José Manuel Restrepo destacou a importância da transparência no processo, propondo que todas as reuniões futuras sejam gravadas e transmitidas ao público. Ele enfatizou que, na visão de Espriella, as discussões devem ser acessíveis a todos os cidadãos. Caso a presidência colombiana não atenda ao pedido, Restrepo afirmou que tornará as reuniões públicas por conta própria.
Recentemente, surgiram divergências entre as equipes de Espriella e Petro, especialmente após o presidente eleito sugerir a realização de uma auditoria em contratos e obras públicas.

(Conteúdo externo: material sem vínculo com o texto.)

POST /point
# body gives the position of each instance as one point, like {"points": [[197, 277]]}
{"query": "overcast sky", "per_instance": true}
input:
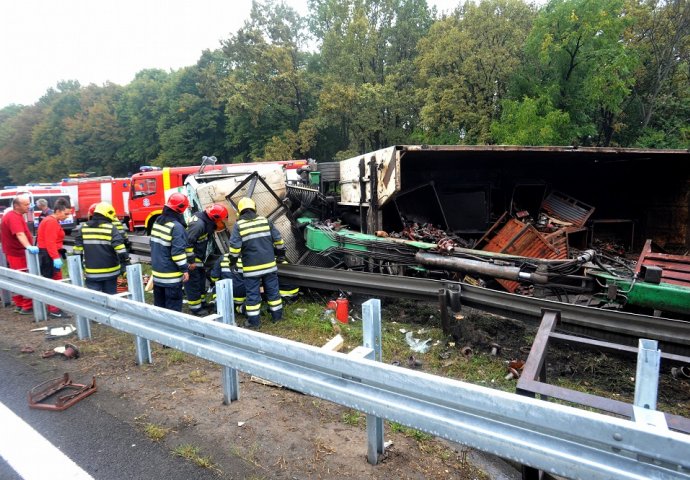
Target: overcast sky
{"points": [[95, 41]]}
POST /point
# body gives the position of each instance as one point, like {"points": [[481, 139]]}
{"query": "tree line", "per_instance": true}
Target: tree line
{"points": [[359, 75]]}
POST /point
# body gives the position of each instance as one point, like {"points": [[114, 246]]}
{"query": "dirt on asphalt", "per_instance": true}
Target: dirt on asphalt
{"points": [[271, 432]]}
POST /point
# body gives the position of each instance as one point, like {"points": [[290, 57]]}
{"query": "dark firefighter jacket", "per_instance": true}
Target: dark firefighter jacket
{"points": [[168, 243], [199, 230], [102, 248], [258, 243], [222, 270]]}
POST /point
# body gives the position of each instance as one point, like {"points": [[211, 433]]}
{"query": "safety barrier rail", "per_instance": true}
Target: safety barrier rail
{"points": [[555, 438]]}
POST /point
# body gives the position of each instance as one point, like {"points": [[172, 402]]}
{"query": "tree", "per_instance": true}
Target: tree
{"points": [[465, 65], [266, 91], [138, 112], [367, 53], [531, 122], [584, 63], [93, 135], [190, 125]]}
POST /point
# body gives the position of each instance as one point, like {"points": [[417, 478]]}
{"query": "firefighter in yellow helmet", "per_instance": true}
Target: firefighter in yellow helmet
{"points": [[257, 242]]}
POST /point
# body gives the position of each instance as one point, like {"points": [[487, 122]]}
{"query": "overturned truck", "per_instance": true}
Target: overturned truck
{"points": [[596, 226]]}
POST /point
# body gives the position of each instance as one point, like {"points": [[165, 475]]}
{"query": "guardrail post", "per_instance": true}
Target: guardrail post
{"points": [[4, 294], [34, 268], [135, 285], [371, 325], [647, 385], [226, 309], [77, 279]]}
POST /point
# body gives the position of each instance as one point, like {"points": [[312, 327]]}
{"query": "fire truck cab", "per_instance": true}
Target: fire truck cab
{"points": [[152, 186]]}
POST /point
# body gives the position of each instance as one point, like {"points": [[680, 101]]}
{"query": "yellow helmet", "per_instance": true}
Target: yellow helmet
{"points": [[246, 203], [106, 209]]}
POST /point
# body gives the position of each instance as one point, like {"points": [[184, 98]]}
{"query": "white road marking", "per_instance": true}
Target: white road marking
{"points": [[32, 456]]}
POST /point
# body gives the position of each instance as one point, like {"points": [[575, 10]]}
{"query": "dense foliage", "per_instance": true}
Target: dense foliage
{"points": [[359, 75]]}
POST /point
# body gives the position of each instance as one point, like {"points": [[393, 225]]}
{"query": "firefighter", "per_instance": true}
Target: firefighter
{"points": [[168, 256], [223, 270], [120, 228], [103, 250], [201, 227], [258, 243]]}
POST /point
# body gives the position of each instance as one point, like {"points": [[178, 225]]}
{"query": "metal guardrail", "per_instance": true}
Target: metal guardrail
{"points": [[674, 335], [556, 438]]}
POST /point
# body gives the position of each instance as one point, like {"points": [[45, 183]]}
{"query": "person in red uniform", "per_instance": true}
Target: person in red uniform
{"points": [[16, 241], [50, 237]]}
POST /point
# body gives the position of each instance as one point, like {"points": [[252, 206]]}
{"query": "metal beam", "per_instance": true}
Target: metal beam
{"points": [[674, 334], [552, 437]]}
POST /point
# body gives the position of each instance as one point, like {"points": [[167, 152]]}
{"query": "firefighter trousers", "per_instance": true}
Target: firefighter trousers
{"points": [[253, 303], [195, 289]]}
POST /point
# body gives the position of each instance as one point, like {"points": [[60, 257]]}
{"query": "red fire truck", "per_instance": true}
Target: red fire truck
{"points": [[50, 193], [89, 190], [153, 186]]}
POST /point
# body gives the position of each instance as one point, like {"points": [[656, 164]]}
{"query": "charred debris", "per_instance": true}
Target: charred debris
{"points": [[599, 227]]}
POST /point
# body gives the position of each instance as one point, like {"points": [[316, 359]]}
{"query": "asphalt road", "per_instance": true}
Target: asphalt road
{"points": [[100, 444]]}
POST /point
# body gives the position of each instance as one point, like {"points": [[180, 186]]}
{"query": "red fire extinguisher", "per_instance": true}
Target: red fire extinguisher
{"points": [[342, 309]]}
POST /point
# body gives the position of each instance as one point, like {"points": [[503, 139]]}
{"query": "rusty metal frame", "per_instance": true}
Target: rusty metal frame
{"points": [[50, 389], [532, 382]]}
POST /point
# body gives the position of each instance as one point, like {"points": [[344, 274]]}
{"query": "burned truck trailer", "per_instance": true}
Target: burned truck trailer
{"points": [[465, 190], [518, 216]]}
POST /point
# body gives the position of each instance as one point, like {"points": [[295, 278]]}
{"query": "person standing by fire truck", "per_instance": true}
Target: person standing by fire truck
{"points": [[201, 227], [50, 238], [258, 243], [168, 254], [103, 250], [16, 241]]}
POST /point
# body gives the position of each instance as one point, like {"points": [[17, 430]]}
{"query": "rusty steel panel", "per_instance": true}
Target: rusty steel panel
{"points": [[518, 238], [675, 269], [567, 209]]}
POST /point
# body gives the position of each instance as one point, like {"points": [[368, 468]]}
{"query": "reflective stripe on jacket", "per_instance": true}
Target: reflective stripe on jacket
{"points": [[257, 242], [199, 230], [102, 248], [168, 256]]}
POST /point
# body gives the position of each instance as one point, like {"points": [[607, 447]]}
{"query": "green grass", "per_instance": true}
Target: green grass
{"points": [[352, 418], [191, 453], [155, 432], [410, 432]]}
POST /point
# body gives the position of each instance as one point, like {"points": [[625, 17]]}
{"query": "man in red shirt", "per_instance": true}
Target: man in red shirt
{"points": [[16, 241], [49, 238]]}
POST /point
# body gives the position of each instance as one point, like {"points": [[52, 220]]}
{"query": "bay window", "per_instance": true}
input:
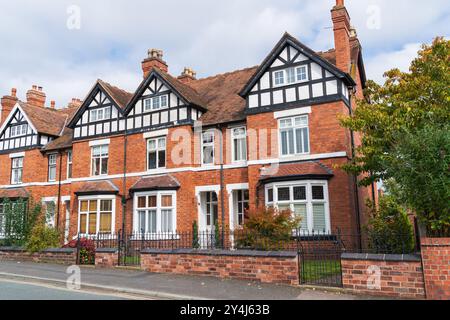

Essa proposta gerou resistência por parte do governo atual, refletindo tensões no início dessa transição.
A equipe de Espriella referiu-se ao processo como “Arca de Noé”, em alusão aos grandes desafios que o novo presidente enfrentará a partir de 7 de agosto, data em que assumirá oficialmente o cargo. Em junho, Espriella venceu o senador Iván Cepeda, que tinha o apoio de Petro, por uma margem apertada de menos de um ponto porcentual no segundo turno.
O cenário político colombiano, portanto, se apresenta com uma combinação de expectativa e tensão, à medida que a nova administração se prepara para assumir as rédeas do país. A transparência nas discussões será um tema central para a futura gestão de Espriella, que já se mostra disposto a abrir o diálogo com a população desde o início de sua transição.